Malgré la pluie, ce dimanche, la petite tribune se remplit progressivement. L’entrée est gratuite. Le stade est occupé par les joueurs qui s’échauffent mais aussi des jeunes qui viennent tâter le ballon pour s’amuser. Pour chausser les crampons et porter le maillot, il suffit d’habiter dans les quartiers des Épinettes et des Aunettes. D’où l’appellation « Epinetzo », un jeu de mots entre « Épinettes » et « (Au)nettes ». Et bien sûr, savoir jouer au foot. « On a l’habitude de faire des matchs entre nous. Comme il y a plusieurs nationalités, on s’est dit qu’il fallait organiser ce type de tournoi », explique Moussa, co-organisateur. Sous ce dimanche pluvieux, deux matchs se jouent simultanément sur les deux parties de la pelouse synthétique. D’un côté, la Côte d’Ivoire défie les DOM-TOM, avec les Guadeloupéens, les Martiniquais, les Guyanais… De l’autre, le Congo se mesure au « Reste du monde », une équipe composée des Italiens, des Asiatiques et autres origines diverses du quartier.

C’est la seconde confrontation qui rassemble une grande partie du public. Pas de banderoles à l’horizon comme on peut le voir dans un stade mais des centaines de jeunes, déchaînés, prêts à encourager leurs champions respectifs. A l’image de Gracias, venu supporter le Congo. Lui-même originaire du pays, ce résident évryen âgé de 22 ans est convaincu de la victoire des siens, vêtus de maillots bleus. « Je pense que le Congo va l’emporter trois buts à un, pronostique-t-il.

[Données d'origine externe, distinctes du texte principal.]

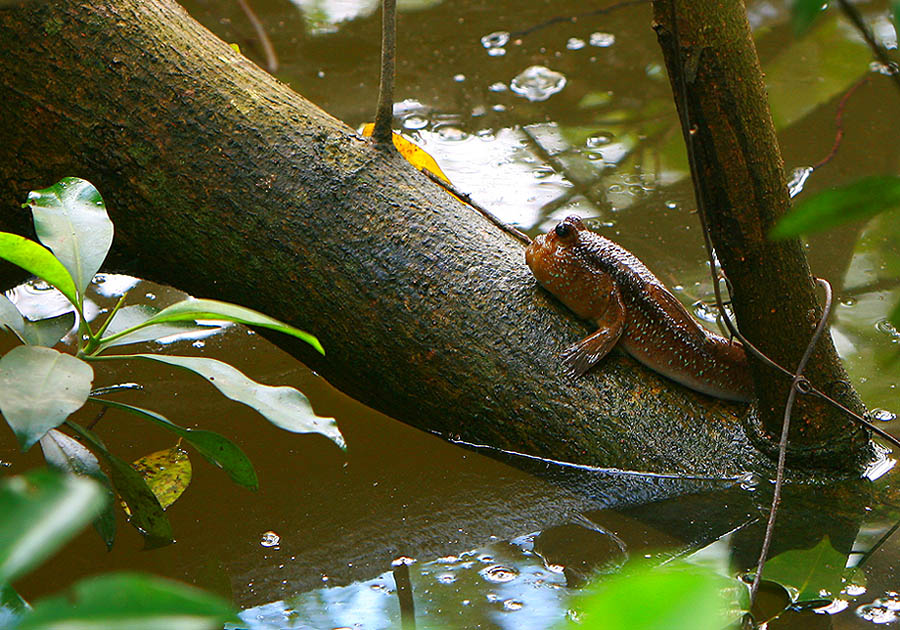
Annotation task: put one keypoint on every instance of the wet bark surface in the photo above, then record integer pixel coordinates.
(223, 182)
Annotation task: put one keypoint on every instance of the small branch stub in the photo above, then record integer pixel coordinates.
(384, 115)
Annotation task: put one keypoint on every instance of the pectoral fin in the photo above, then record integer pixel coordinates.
(582, 356)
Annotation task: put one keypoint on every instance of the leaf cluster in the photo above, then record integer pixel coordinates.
(40, 387)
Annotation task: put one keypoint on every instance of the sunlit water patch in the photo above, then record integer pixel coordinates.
(505, 585)
(538, 83)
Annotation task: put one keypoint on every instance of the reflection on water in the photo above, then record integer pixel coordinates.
(595, 134)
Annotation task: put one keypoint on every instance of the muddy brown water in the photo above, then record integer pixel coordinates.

L’équipe d’en face a des qualités mais nos joueurs vont mouiller le maillot pour gagner ce match. Et c’est là l’essentiel ».

Les supporters massés au bord du terrain, voire sur le terrain

Ça crée de l’ambiance, ça évite les embrouilles

Le match commence avec des retardataires qui viennent se tenir debout le long des lignes de touche, à proximité des quatorze footballeurs (sept joueurs par équipe). La partie s’emballe dès la première minute de jeu.  Des cris d’encouragements fusent de part et d’autre. Les actions dangereuses devant les buts font soulever certaines personnes. Chacun y va de ses commentaires à commencer par Darel, animateur résidant aux Aunettes. S’il espère la victoire du « Reste du monde », ce fan de Manchester United n’a d’yeux que pour le numéro 17 de l’équipe congolaise. Darel sort son portable et commence un Facebook Live, en mode commentateur de beIN Sports. « Le but a été marqué par le numéro 17, Jéro, qui habite dans le même quartier que moi, explique-t-il. Il a l’habitude de ce genre de rencontres. C’est une pièce maîtresse de l’équipe. S’il avait joué le premier match contre le Maroc (perdu 5-2, ndlr), l’issue de la rencontre aurait été différente. »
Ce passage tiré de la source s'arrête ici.